最後まで言い終わらないうちに、自分より少し小柄な彼女が私に飛びつき、その腕を私の首に回しギュッと抱きしめられる。

『ちょっと、何するんですか』
『だって嬉しいんだもの』

小さく細い肩を掴み引きはがすと、その顔は本来の彼女らしい綿菓子のような笑顔に戻っていた。

『本当にありがとう』

ホッとしたような、それでいて少し悲しそうにも見える彼女の表情に胸が詰まる。

どれだけ深い先生への想いが、彼女をここまで衝き動かしたのだろう。

慈愛にも近しいほどに無償の愛情。

その課せられた荷の重さに、今更ながらに怖くなる。

『きっと嫌な思いもたくさんさせてしまうかもしれない』
『その分良い思いもたくさんさせてもらいます』

虚勢を張った私の言葉に、美月さんの頬が優しく緩む。

『透の私に対する想いは、結構根深いわよ』
『望むところです。その方が落としがいがありますから』
『ふふ…言うわね』
『美月さんの方こそ、私と先生が上手くいっても、化けて出たりしないでくださいよ』
『そんなことしないわよ。

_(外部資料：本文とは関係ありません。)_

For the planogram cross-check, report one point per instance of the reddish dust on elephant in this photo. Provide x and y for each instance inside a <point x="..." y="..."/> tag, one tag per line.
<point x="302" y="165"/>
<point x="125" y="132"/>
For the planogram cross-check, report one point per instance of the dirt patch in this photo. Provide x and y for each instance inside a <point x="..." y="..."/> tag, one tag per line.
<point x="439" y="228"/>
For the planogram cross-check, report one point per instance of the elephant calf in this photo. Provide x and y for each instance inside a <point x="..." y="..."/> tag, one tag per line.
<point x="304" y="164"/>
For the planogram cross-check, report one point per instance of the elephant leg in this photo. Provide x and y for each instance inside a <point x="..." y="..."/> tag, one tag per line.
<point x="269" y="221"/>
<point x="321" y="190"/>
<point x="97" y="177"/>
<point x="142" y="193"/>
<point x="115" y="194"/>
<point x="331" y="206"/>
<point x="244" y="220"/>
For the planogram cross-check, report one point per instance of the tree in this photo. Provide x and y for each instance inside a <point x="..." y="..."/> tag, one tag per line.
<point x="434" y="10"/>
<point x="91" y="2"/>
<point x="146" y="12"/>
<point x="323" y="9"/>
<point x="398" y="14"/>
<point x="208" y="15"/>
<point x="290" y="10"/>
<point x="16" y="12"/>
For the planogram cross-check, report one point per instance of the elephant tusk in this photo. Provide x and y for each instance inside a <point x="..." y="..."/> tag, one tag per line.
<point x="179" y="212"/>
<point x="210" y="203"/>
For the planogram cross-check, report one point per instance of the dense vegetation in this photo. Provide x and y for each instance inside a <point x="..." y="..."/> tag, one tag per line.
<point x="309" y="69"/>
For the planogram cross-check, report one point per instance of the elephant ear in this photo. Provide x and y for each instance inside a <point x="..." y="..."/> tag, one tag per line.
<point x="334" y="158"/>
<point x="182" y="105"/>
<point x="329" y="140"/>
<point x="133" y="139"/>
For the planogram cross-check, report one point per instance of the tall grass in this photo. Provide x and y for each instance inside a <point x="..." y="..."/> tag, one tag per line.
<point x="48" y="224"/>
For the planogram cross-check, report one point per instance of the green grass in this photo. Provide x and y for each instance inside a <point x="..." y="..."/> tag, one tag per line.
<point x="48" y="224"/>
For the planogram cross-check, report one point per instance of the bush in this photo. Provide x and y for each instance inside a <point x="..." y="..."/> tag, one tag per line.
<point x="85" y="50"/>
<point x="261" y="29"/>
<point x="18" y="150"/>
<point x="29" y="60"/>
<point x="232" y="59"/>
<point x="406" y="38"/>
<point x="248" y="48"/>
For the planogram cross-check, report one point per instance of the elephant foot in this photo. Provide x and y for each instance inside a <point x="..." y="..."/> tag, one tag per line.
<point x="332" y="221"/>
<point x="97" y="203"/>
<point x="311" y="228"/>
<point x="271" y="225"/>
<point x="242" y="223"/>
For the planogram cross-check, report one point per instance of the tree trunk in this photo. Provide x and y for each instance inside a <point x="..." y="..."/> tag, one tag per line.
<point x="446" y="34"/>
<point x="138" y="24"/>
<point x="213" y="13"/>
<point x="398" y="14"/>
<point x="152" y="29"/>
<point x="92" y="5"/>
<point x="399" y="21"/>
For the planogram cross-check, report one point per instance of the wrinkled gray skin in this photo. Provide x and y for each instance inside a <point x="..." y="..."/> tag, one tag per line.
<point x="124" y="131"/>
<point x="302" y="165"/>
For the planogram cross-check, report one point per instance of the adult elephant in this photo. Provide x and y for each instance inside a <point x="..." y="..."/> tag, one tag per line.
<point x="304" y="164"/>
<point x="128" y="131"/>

あ、それよりも二人の子供として生まれ変わって会いに行こうかしら』
『ソレ冗談ですよね?』
『もちろん本気よ』
『やめてください、悪趣味にも程があります』
『あら良いじゃない、そしたら二人にたっぷり愛情を注いでもらえそうだもの』

互いに深刻になりすぎないよう、軽口を叩くような会話を続ける。

不思議とそうしていなければ、泣き出してしまいそうな気がしたから…。